The Interior Department’s Minerals Management Service (MMS) can’t say for sure whether its program in which it takes oil and natural gas from producers in lieu of cash royalty payments has been a success or failure, said the General Accounting Office (GAO).

Under the so-called royalty-in-kind (RIK) program, which began in January 1995, the MMS has taken in kind 178 million barrels of crude oil and 213 Bcf of gas from producers, according to a 21-page GAO report, which was released last Thursday. This represented 32% of the federal government’s royalty share of all oil and 3% of the federal government’s royalty share of all gas produced on federal lands. MMS sold much of the RIK oil to refiners and provided some to the Strategic Petroleum Reserve, and marketed a significant amount of the RIK gas.
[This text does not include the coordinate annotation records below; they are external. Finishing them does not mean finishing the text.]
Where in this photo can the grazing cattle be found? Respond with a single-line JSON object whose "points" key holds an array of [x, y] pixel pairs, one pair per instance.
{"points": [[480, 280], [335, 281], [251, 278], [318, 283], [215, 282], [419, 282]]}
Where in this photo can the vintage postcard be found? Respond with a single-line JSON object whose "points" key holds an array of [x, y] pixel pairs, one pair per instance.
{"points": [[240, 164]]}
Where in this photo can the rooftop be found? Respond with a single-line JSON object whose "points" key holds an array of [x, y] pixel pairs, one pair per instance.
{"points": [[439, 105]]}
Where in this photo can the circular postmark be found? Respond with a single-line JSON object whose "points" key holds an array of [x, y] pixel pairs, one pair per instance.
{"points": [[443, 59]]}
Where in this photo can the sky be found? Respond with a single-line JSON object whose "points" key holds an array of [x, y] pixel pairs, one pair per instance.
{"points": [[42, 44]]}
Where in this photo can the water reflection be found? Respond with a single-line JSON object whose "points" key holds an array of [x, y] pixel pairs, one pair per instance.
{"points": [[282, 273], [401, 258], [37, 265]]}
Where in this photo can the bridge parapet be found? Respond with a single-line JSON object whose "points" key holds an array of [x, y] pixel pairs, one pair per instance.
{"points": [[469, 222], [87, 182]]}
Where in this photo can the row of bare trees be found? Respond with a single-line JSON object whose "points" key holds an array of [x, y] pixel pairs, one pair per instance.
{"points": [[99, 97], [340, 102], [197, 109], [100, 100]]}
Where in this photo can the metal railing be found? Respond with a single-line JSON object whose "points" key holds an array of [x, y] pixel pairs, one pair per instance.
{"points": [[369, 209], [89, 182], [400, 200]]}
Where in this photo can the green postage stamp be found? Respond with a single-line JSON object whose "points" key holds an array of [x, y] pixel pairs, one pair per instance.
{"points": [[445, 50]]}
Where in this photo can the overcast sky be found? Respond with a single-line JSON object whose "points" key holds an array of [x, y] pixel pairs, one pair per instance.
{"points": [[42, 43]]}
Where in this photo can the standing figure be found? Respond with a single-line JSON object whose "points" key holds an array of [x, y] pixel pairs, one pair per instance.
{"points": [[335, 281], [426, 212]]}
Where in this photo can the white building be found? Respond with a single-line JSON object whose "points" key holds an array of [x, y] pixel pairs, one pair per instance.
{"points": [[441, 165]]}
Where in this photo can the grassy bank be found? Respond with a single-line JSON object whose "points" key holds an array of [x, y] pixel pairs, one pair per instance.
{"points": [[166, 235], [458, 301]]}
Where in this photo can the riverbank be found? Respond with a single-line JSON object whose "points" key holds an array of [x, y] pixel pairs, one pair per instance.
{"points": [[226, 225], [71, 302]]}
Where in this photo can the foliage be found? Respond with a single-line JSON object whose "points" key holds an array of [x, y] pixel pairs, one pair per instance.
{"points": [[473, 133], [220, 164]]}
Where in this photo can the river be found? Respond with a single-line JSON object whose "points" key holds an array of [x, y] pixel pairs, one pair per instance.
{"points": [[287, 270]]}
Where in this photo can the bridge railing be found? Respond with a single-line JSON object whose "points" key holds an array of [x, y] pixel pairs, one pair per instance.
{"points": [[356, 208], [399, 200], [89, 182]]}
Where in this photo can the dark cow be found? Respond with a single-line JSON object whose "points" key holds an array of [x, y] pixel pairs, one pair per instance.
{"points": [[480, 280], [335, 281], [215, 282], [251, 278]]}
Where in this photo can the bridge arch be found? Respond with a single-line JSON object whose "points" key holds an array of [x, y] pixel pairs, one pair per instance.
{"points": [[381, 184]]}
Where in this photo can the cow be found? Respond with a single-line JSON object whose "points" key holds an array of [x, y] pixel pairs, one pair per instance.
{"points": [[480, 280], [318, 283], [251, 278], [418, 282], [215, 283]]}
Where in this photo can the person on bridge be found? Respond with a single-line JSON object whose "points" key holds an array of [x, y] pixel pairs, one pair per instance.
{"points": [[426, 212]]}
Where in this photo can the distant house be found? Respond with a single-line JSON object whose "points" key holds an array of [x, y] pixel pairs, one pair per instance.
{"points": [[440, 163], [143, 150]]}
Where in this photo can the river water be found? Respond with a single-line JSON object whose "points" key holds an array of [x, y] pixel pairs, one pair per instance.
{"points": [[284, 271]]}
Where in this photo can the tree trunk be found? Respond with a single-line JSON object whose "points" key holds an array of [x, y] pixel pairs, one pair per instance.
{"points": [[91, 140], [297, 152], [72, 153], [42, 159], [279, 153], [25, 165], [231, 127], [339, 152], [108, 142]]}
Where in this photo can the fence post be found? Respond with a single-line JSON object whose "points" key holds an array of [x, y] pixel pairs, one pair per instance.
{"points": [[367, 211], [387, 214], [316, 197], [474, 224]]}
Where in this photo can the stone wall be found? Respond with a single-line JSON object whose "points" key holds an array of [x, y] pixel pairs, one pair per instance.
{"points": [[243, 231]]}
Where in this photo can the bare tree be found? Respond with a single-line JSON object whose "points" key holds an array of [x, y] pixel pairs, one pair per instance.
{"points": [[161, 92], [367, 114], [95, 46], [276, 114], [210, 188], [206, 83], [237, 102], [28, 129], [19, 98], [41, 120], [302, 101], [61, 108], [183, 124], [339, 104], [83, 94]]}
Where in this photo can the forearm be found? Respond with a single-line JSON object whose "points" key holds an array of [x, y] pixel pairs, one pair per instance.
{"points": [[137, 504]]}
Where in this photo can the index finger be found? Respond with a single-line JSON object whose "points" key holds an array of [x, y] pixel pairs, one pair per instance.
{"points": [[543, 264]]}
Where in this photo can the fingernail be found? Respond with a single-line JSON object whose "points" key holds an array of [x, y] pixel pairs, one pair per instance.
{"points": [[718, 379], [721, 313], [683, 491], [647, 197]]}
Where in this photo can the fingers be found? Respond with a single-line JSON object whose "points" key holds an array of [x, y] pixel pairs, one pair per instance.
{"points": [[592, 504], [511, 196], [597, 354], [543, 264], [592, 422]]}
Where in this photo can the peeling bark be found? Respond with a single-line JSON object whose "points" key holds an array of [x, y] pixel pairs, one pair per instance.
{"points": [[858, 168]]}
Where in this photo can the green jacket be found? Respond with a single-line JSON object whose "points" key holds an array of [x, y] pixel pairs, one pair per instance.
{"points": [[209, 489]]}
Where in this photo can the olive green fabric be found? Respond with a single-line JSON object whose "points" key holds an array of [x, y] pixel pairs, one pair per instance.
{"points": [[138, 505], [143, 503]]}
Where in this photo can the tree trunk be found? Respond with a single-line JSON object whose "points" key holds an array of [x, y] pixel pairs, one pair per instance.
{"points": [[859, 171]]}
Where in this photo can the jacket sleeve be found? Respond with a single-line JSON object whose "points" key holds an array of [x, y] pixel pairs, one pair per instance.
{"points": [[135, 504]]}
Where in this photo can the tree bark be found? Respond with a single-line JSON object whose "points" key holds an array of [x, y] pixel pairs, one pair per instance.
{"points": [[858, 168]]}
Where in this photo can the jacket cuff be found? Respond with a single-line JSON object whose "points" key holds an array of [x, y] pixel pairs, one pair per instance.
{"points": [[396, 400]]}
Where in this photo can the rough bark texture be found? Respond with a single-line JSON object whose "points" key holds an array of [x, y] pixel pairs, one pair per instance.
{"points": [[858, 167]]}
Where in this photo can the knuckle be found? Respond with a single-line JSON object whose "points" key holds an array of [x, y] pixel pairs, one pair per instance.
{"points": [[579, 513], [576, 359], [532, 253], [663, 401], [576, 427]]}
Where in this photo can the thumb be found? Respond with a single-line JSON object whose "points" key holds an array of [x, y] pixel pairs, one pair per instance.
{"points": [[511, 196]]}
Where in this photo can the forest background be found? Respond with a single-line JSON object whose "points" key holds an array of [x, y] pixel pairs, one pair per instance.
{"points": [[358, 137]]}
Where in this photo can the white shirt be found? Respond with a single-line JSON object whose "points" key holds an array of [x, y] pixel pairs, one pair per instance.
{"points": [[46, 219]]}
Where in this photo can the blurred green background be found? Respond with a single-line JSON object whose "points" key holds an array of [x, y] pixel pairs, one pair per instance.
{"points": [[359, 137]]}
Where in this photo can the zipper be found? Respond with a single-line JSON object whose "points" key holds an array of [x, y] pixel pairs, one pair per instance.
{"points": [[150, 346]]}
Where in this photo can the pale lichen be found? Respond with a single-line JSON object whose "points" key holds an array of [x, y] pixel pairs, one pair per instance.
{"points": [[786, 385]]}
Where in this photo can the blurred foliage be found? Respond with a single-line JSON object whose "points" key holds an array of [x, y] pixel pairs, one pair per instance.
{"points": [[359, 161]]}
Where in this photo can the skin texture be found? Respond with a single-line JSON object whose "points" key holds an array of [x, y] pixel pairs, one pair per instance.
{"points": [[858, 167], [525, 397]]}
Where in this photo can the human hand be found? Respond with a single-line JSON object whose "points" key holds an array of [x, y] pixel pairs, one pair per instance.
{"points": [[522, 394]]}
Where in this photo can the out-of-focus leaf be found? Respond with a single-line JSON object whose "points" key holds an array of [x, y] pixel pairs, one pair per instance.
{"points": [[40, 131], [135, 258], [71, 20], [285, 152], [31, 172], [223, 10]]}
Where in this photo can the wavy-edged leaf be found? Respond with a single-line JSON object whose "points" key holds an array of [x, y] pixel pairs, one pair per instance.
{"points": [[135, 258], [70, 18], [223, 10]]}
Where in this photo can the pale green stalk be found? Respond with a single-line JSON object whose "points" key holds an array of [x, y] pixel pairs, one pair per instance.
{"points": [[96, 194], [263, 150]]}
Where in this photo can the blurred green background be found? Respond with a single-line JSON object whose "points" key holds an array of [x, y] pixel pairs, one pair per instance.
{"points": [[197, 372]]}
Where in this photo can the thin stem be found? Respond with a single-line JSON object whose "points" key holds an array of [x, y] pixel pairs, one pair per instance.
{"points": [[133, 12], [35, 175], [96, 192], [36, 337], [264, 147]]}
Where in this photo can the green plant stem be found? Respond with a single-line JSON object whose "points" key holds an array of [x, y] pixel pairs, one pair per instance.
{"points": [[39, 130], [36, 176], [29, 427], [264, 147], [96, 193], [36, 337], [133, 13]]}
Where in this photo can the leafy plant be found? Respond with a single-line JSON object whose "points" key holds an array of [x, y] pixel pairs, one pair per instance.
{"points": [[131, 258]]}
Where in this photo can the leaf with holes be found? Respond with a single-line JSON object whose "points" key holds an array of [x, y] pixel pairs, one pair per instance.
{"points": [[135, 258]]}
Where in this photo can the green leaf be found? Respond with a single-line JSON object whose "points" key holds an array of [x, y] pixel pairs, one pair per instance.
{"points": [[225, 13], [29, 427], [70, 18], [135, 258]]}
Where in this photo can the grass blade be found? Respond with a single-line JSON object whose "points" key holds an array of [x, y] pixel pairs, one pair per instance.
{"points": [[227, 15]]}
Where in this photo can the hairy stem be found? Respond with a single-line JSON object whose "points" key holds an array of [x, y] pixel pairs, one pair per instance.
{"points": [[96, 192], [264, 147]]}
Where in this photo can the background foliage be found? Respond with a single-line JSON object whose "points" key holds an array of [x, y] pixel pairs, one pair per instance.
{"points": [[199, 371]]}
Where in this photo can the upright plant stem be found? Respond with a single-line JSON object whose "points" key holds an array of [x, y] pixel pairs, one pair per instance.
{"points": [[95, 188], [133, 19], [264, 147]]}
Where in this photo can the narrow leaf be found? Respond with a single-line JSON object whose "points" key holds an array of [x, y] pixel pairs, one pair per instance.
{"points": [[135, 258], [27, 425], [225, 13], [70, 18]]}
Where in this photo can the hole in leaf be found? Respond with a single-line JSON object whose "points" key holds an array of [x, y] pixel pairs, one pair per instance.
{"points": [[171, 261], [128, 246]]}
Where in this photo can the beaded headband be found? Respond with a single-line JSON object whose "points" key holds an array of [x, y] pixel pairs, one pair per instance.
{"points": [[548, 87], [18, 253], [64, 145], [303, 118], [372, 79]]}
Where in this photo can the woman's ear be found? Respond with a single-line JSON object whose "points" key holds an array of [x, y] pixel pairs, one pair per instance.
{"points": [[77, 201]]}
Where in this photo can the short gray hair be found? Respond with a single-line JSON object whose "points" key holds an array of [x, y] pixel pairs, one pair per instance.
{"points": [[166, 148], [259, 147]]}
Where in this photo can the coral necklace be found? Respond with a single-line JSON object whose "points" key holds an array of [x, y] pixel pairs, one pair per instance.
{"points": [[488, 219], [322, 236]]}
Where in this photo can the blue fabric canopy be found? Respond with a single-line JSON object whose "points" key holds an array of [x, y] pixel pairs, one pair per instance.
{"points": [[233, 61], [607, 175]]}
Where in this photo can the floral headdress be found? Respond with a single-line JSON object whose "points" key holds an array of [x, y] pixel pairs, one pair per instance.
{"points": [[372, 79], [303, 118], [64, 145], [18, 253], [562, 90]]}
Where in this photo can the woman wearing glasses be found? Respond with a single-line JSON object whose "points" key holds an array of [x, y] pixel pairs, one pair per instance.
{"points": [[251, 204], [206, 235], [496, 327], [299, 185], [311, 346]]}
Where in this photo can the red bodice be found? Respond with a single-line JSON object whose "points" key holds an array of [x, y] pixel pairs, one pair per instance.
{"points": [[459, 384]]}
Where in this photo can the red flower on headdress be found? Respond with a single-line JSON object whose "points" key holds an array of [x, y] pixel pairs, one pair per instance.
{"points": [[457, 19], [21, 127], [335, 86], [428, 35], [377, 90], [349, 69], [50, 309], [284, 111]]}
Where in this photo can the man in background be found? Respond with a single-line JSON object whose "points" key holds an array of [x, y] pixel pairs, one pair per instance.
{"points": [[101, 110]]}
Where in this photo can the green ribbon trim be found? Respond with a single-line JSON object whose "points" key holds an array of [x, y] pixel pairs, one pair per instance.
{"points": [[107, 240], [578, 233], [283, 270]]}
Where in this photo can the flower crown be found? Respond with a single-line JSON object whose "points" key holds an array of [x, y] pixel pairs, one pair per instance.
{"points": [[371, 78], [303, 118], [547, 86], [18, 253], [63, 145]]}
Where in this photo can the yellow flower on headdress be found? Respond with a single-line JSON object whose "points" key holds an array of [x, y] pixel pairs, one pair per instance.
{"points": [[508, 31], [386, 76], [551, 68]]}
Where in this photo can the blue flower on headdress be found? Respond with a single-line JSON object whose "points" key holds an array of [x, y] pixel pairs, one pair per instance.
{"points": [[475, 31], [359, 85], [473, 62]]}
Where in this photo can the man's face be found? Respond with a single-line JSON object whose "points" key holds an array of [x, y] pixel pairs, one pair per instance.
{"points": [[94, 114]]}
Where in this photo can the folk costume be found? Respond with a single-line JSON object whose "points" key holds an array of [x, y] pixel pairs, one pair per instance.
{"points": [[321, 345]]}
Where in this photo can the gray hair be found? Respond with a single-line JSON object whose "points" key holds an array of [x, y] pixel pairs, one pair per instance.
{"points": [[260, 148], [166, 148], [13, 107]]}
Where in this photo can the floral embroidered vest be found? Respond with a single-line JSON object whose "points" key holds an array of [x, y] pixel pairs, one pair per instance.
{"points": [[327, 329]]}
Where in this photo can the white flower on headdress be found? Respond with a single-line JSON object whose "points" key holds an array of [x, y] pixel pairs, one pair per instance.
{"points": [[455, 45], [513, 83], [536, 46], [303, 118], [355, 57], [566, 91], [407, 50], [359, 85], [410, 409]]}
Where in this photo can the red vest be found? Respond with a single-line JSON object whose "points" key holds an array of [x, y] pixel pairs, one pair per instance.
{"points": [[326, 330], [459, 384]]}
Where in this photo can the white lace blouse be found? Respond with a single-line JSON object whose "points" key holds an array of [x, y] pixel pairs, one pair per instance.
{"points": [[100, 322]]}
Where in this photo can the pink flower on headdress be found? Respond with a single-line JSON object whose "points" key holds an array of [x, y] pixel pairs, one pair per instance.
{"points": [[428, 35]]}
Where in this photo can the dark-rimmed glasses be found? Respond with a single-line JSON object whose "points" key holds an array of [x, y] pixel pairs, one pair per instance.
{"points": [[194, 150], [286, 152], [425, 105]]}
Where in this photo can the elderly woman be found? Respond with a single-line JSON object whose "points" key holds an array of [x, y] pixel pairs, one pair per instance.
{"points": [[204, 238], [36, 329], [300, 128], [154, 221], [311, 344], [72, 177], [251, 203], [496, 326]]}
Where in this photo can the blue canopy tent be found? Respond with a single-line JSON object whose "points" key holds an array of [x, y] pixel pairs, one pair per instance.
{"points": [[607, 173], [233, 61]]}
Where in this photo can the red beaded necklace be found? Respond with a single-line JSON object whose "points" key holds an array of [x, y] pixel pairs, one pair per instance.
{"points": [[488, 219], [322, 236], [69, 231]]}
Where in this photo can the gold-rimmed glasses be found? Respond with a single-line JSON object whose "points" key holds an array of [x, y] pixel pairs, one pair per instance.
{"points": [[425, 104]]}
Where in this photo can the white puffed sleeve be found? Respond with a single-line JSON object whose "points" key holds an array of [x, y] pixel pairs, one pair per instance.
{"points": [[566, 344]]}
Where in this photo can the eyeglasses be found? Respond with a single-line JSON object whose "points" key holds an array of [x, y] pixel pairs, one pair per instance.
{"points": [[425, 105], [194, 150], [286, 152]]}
However, the Interior agency “cannot systematically assess whether royalty-in-kind sales are administratively less costly, whether they generate fair market value or at least as much revenue as traditional cash royalty payments, and thus whether MMS should expand or contract the royalty-in-kind program,” the report noted.

“After five years of conducting pilot programs and completing 24 oil and gas pilot sales, MMS’s ability to effectively and efficiently monitor and evaluate its RIK program is limited because it has not obtained the necessary information,” including the administrative costs of the RIK program, the cost savings from avoiding potential litigation with producers over royalty amounts owed, cost savings from not having to audit producer properties, and the revenue impacts of all RIK sales, the GAO said.

The agency has made some progress in establishing “management control over its RIK program,” and in “documenting the results of its RIK sales,” according to the GAO. However, “MMS has not established clear objectives for the program that are linked to statutory requirements,” which demand that it “collect at least as much during pilot sales as it would have collected in cash royalty payments, and obtain fair market value” for the RIK oil and gas.

The MMS failed to meet this statutory requirement in a 1995 gas RIK pilot in the Gulf of Mexico, the report said. The agency sold the RIK gas through auctions for about $72.6 million, which was more than $4 million below what it would have gotten from cash royalty payments.

By 2004, MMS is expected to turn its RIK program, which has been operating as a pilot, into a “fully operational” program, the report noted.

Before expanding its RIK program, the GAO recommended that MMS “identify and acquire key information needed to monitor and evaluate performance,” and “explicitly” spell out the objectives of the RIK program — namely, to receive fair market value for RIK oil and gas, and to collect as much revenue from RIK as it would from cash royalty payments.